I liked my house.
Walls made out of light gingerbread, jellybeans along the edges, a licorice door, and a candy cane doorframe. Not to mention frosting on the rooftop. What more could a candy-man want?
It's a regular gingerbread house, nothing flashy. I disliked flashy. The world was flashy enough without me helping it. I wanted to keep things essential: four walls around me and a roof over my head. Even the roof seemed unnecessary sometimes; when I wanted to gaze at the sugar stars. Good thing it didn't happen as often anymore.
Yes, I liked my house, that's true. I liked it, but it's not like I liked all of it. The only objectively wonderful thing about it is that it's slightly remote, on top of a little hill. It's probably the highest point in all of Sugarshore. Above everything, slightly. I knew the hill was so short that a jump from it wouldn't even hurt me, and not only because the jelly would break my fall, but I liked to feel tall. I was tall already, but you could always be taller.

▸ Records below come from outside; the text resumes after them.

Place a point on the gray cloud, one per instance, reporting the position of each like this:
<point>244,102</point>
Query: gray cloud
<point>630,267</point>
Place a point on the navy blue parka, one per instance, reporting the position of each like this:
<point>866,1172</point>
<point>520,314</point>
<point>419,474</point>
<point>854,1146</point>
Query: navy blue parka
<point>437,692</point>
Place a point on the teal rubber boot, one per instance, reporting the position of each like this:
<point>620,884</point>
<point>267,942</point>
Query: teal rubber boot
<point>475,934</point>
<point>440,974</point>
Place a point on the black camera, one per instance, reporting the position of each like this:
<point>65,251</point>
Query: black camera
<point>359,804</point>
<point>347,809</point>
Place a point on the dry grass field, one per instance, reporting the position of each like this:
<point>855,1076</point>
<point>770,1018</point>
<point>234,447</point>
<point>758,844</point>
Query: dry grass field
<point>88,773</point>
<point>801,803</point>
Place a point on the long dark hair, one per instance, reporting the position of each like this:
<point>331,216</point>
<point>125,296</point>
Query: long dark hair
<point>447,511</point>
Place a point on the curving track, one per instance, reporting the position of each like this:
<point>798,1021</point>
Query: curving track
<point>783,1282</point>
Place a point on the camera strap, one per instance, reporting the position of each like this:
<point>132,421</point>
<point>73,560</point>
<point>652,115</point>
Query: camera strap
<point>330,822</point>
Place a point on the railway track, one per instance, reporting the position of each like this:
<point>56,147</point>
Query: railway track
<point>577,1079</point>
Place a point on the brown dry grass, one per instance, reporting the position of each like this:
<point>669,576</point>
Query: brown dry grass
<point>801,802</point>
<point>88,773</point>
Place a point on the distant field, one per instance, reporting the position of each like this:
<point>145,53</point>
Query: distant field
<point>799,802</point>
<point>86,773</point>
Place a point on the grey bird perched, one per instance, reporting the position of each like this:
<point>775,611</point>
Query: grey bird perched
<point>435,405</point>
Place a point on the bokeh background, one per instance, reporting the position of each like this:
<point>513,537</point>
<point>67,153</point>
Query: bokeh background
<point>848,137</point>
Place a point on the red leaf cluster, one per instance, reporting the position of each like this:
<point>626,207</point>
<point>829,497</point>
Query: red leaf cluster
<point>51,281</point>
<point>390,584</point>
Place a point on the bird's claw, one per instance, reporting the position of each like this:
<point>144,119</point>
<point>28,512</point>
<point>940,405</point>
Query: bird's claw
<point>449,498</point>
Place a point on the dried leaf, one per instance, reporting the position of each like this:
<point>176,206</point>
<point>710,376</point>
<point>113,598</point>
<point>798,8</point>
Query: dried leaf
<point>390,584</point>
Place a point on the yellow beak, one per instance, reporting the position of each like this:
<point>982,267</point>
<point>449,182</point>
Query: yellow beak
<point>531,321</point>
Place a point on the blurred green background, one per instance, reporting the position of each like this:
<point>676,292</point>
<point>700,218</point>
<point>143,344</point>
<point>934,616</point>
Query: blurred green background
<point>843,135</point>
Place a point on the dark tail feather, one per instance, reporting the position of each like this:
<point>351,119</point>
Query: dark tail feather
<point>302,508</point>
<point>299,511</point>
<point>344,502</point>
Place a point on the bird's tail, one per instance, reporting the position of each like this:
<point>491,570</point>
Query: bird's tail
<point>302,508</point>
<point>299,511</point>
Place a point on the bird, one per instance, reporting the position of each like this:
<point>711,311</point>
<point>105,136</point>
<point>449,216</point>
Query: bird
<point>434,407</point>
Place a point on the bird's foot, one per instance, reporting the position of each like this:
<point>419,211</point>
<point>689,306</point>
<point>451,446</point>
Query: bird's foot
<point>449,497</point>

"I love your garden," Hale squealed as we climbed the hill. To be honest, the garden's beauty didn't match her excitement. The ground was regular sugar sand with jelly bushes scattered around like shiny colorful pimples. Despite them being common and ordinary, she seemed to see something magical in them, something more than her own crooked reflection.
She was impatient to see all of them. Her petite body moved vigorously as it bounced far and near, not missing a single one. She mimicked jumping on them, but she wasn't really. She couldn't, not yet. It was all in her eyes, eyes full of wonder. I didn't know her, but at that moment, I knew her stubbornness was all an act. Hale wanted to live.
We followed the same path, but mine was pale and plain while hers was full of color.
"You like jelly?" I asked, despite it being obvious.
She spun midair to face me, like a lost wind. "I do, I so do! My dad was a jelly-man."
She bounced to the next jelly and kept floating above it. "Green, just like this one."
My face fell green. I studied her. "Really? You don't look... gelatinous? Is that a word?"
She giggled. "Nor green, yes. It's because he's not my real father, silly. I'm a full-on cotton candy lady. No, my real father was killed and faded. Nobody ever killed a killer, a perfect crime. Not that he didn't deserve it. My real father was a bad, bad man. Jelly was my stepdad, but he was my dad, you know?"
I slowly nodded, deciding at that moment her jelly sculpture would be green.